Si el exterior del edificio resulta amenazante para los buenos ciudadanos que deben transitar por sus cercanías durante el día −nadie que no pertenezca a su mundo lo hará de noche−, con sus aires putrefactos de cárcel y manicomio, el interior es solo concebible como la pesadilla de un consumidor de piedra. Muchas de las estancias que habían sido depósitos y oficinas estaban sin techo, y desde lo alto se filtraba una luz nocturna que iluminaba los cuerpos apoyados en las paredes o dispuestos de cualquier modo en el piso, formando irregulares barreras, puentes, límites, accidentes geográficos que mi guía me ayudaba a sortear, como dirige un piloto experimentado las embarcaciones en aguas peligrosas de arrecifes y corales. Otras zonas conservaban los techos y eran tan oscuras que mi guía debía tomarme de la mano para que no me extraviara.
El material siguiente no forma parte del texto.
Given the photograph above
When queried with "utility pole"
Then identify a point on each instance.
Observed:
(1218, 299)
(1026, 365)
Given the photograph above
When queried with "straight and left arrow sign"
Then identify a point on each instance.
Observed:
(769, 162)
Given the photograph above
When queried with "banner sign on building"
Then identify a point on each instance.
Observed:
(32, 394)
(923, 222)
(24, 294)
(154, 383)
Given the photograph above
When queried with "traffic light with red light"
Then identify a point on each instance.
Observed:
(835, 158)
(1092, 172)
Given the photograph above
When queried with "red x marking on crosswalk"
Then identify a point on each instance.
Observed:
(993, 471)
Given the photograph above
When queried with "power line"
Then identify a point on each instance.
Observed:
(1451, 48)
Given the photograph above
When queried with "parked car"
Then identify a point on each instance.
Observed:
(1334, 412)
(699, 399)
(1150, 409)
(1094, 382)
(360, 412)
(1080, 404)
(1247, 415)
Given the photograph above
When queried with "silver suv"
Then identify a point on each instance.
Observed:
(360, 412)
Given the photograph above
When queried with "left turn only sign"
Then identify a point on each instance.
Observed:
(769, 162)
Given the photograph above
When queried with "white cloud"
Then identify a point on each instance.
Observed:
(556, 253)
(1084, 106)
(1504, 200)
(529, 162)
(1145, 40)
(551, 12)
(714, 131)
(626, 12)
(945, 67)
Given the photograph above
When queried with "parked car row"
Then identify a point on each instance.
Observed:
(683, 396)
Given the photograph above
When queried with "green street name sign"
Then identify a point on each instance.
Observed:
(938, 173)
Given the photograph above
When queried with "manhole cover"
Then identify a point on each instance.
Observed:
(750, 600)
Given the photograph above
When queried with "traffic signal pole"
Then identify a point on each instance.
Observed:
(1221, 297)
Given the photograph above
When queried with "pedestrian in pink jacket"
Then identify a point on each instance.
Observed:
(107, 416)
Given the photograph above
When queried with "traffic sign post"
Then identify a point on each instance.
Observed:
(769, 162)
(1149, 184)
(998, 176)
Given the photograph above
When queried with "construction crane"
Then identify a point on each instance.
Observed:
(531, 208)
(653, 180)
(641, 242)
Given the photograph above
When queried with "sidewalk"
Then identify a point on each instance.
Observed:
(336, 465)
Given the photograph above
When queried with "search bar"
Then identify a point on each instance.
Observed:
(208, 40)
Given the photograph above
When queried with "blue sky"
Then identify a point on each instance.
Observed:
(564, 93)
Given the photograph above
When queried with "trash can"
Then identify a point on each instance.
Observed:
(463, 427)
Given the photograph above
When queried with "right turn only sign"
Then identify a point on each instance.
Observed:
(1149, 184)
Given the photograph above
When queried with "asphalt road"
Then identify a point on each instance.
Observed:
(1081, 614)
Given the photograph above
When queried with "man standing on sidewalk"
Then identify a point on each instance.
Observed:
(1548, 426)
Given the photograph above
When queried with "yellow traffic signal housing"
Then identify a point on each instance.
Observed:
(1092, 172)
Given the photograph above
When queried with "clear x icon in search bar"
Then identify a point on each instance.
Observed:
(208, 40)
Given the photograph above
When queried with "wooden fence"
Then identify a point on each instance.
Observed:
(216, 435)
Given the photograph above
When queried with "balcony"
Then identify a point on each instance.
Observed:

Atravesamos agujeros excavados en los muros, subimos escaleras que parecían no conducir a ninguna parte. De pronto, estuvimos bajo el techo de una espaciosa sala alumbrada por lámparas de kerosene que había sido dividida por múltiples tabiques de cartón, planchas de zinc y telas sostenidas por palos.

En cada nicho había un colchón o una acumulación de diversos tipos de desechos que cumplía las mismas funciones, y en cada nicho una pareja o un trío se anudaba en la desesperación del amor. Estaba en el más grande prostíbulo de la ciudad, sin dueño, sin regente, sin normas, autogestionario, expresión de la perfecta democracia. Un olor espeso, acre y nauseabundo nos rodeaba como anillos concéntricos de veneno. El Pollino se encontraba en el centro de aquel gigantesco jadeo, de aquella convulsionada bestia de innumerables lomos. Sin embargo, hacía tiempo que había terminado su propia actividad, ahora aguardaba sobre el mugriento jergón con las piernas cruzadas y el sexo colgado, con su flacura de adolescente desnutrido −aunque yo sabía que tenía más de veinte años− y su rostro picado por la viruela sufrida en la niñez: un rostro destruido, devastado, hundido sobre sí mismo.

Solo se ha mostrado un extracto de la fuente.